From lxml import etree

Import sys

Reload (sys)

Sys.setdefaultencoding ('utf-8')

Class Test (object):

Def _ init__ (self):

With open ('foo.html', 'r') as f:

Content = f.read () .encode ('utf8')

Self.page = etree.HTML (content)

Print self.page

Def xpath_text (self):

Re = self.page.xpath ("/ / div/text ()")

Print re

Re = re [1] .strip ()

Print re

Return re

Def xpath_string (self):

Re = self.page.xpath ("/ / div") [0] .xpath ("string (.)")

Print re

# replacing newline characters, etc.

Re = re.strip (re)

Print re

Return re

If _ name__ = = "_ _ main__":

T = Test ()

Assert t.xpath_text () = = u ", Beijing"

Assert t.xpath_string () = u "Hello, Beijing"

Foo.html:

Hello, Beijing

This is the end of the article on "what is the difference between text () and string (.) in xpath". I hope the above content can be helpful to you, so that you can learn more knowledge. if you think the article is good, please share it out for more people to see.
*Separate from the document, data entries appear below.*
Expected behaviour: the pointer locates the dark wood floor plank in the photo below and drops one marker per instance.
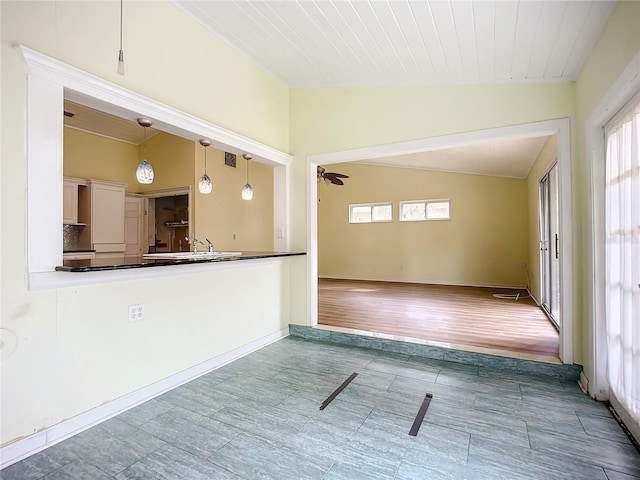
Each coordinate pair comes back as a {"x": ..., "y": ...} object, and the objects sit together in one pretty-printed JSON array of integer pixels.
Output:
[{"x": 442, "y": 313}]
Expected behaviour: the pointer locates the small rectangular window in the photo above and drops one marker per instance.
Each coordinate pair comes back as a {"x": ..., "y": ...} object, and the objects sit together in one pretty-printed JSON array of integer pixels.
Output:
[
  {"x": 421, "y": 210},
  {"x": 370, "y": 213}
]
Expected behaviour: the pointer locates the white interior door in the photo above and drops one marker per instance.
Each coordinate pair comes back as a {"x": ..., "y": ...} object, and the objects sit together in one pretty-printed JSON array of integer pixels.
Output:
[
  {"x": 550, "y": 245},
  {"x": 134, "y": 225}
]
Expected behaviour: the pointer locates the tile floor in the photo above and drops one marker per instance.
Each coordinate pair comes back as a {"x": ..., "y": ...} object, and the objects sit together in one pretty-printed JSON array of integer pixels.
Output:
[{"x": 259, "y": 418}]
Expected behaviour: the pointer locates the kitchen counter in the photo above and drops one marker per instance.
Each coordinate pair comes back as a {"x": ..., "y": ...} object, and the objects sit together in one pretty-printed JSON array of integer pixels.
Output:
[{"x": 134, "y": 261}]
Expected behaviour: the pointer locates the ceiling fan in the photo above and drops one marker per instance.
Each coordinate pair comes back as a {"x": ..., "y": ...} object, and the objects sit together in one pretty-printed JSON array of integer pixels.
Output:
[{"x": 330, "y": 177}]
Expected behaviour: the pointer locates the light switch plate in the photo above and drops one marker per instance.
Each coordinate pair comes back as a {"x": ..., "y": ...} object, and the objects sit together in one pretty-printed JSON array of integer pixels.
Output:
[{"x": 136, "y": 312}]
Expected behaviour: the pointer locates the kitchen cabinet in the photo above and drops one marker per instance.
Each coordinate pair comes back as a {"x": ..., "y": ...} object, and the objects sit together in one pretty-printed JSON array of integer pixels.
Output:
[{"x": 79, "y": 256}]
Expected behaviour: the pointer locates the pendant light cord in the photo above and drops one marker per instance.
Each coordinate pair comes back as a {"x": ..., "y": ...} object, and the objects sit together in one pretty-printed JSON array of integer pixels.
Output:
[
  {"x": 144, "y": 144},
  {"x": 121, "y": 24}
]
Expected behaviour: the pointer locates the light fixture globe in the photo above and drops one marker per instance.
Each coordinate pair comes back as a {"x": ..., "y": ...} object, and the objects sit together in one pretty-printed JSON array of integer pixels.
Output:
[
  {"x": 204, "y": 185},
  {"x": 247, "y": 192},
  {"x": 144, "y": 173}
]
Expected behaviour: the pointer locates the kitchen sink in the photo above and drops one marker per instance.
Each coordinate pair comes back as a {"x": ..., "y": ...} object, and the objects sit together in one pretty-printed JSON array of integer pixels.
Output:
[{"x": 190, "y": 255}]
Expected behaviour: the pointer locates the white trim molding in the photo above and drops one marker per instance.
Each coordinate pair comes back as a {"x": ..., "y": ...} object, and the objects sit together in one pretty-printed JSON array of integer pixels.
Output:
[
  {"x": 559, "y": 127},
  {"x": 49, "y": 83},
  {"x": 25, "y": 447}
]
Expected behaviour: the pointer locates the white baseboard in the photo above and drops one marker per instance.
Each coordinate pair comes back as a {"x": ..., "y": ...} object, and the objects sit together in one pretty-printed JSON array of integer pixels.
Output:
[
  {"x": 533, "y": 297},
  {"x": 632, "y": 425},
  {"x": 454, "y": 284},
  {"x": 583, "y": 383},
  {"x": 27, "y": 446}
]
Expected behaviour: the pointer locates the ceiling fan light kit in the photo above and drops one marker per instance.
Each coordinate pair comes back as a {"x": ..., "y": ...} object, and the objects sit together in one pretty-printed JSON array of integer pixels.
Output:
[{"x": 330, "y": 177}]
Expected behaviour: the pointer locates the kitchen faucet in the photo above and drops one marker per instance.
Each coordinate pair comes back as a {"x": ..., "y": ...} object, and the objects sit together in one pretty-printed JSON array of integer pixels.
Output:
[{"x": 194, "y": 241}]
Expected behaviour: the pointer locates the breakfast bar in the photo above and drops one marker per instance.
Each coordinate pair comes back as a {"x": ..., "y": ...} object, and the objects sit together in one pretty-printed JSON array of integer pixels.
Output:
[{"x": 124, "y": 262}]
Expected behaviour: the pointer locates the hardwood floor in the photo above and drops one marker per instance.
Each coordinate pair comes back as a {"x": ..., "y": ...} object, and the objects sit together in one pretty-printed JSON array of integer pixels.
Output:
[{"x": 459, "y": 315}]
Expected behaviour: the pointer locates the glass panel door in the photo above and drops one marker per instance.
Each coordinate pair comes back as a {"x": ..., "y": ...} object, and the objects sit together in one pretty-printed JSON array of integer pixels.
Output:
[{"x": 550, "y": 245}]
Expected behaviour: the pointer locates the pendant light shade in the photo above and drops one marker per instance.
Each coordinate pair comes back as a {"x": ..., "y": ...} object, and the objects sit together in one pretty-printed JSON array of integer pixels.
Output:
[
  {"x": 247, "y": 190},
  {"x": 144, "y": 172},
  {"x": 204, "y": 185},
  {"x": 120, "y": 69}
]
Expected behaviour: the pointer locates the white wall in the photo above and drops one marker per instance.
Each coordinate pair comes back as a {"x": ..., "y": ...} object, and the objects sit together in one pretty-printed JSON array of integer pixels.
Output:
[{"x": 68, "y": 350}]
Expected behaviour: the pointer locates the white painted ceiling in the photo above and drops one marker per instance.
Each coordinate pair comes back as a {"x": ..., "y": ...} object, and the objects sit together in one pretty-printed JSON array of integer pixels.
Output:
[
  {"x": 501, "y": 158},
  {"x": 328, "y": 43}
]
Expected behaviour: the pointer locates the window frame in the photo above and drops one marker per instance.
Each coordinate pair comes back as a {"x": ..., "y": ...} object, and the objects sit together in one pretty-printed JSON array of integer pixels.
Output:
[
  {"x": 425, "y": 203},
  {"x": 371, "y": 206}
]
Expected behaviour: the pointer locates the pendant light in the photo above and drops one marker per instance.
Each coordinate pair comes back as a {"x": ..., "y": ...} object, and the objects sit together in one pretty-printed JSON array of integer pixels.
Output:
[
  {"x": 120, "y": 69},
  {"x": 247, "y": 190},
  {"x": 204, "y": 185},
  {"x": 144, "y": 172}
]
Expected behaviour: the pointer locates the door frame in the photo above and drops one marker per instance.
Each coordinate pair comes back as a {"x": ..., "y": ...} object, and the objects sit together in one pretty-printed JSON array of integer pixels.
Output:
[{"x": 560, "y": 127}]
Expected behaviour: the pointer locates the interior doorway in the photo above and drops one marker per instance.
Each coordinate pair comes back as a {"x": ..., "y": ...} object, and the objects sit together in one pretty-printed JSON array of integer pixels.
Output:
[
  {"x": 560, "y": 128},
  {"x": 169, "y": 220},
  {"x": 549, "y": 214}
]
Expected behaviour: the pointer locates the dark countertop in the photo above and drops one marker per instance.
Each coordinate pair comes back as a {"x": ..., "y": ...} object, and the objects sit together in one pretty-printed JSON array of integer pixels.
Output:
[{"x": 135, "y": 261}]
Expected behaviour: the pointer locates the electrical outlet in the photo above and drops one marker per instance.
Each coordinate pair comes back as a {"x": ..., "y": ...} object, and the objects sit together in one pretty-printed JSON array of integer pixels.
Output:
[{"x": 136, "y": 312}]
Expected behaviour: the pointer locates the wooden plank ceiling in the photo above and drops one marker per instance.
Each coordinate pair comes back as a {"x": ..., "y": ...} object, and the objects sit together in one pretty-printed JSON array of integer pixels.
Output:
[{"x": 404, "y": 42}]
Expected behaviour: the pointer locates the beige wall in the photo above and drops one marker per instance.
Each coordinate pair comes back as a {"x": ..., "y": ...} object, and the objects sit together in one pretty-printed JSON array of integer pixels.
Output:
[
  {"x": 616, "y": 47},
  {"x": 546, "y": 158},
  {"x": 484, "y": 243},
  {"x": 68, "y": 350},
  {"x": 335, "y": 119},
  {"x": 173, "y": 160},
  {"x": 93, "y": 156},
  {"x": 233, "y": 224}
]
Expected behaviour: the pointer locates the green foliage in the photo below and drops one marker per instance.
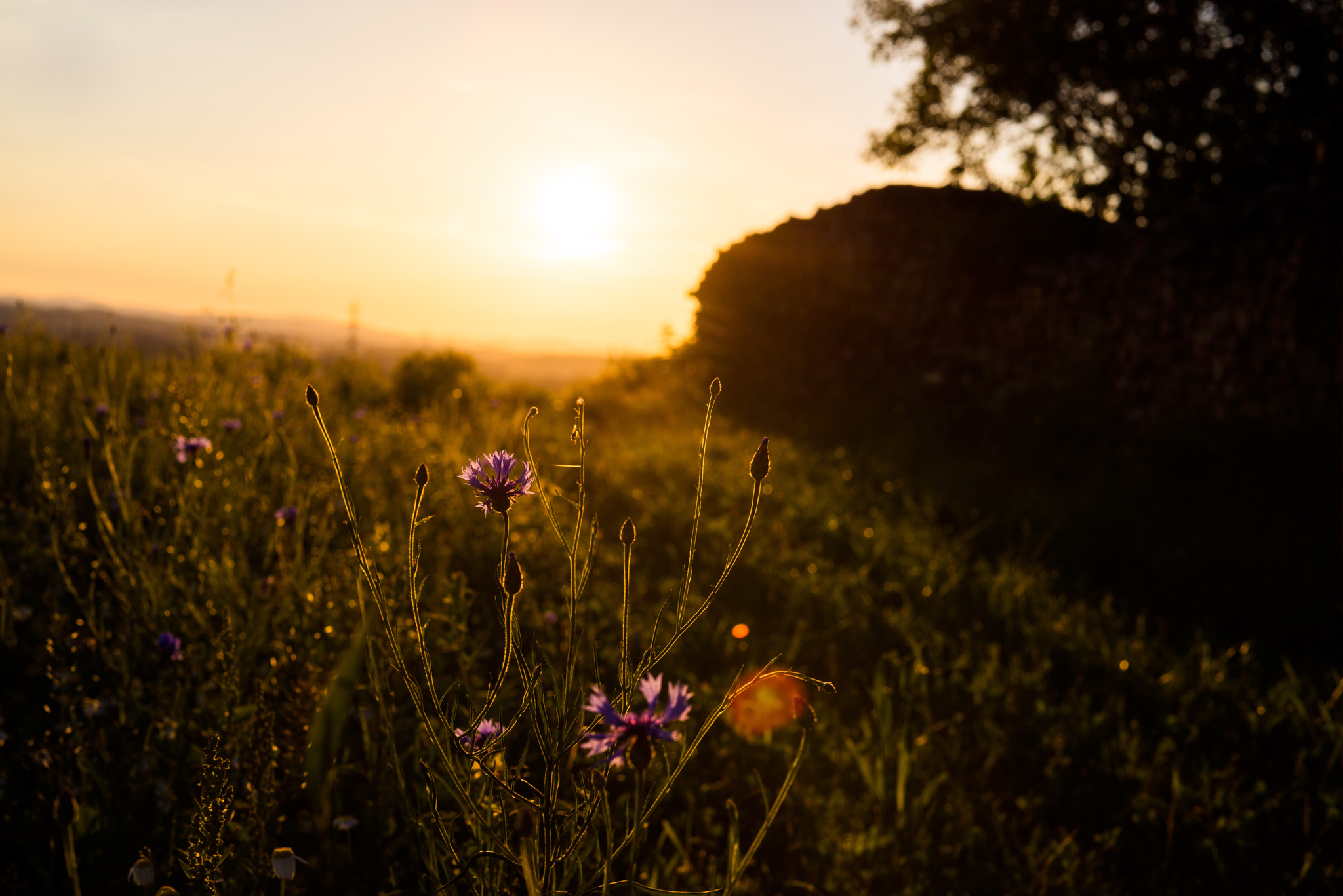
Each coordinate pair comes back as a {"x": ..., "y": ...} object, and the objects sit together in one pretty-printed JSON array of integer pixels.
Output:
[
  {"x": 422, "y": 379},
  {"x": 1121, "y": 102},
  {"x": 986, "y": 735}
]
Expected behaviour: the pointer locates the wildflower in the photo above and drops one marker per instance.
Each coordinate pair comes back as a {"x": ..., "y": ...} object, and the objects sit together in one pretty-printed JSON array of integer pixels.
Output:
[
  {"x": 635, "y": 732},
  {"x": 488, "y": 475},
  {"x": 485, "y": 732},
  {"x": 143, "y": 872},
  {"x": 170, "y": 645},
  {"x": 283, "y": 860},
  {"x": 187, "y": 448}
]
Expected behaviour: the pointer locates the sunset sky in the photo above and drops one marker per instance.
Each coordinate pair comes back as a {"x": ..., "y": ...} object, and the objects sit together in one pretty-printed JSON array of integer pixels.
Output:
[{"x": 531, "y": 175}]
Welcome to subscribe "Shulou Technology Information " to get latest news, interesting things and hot topics in the IT industry, and controls the hottest and latest Internet news, technology news and IT industry trends.

*The comments in the above article only represent the author's personal views and do not represent the views and positions of this website. If you have more insights, please feel free to contribute and share.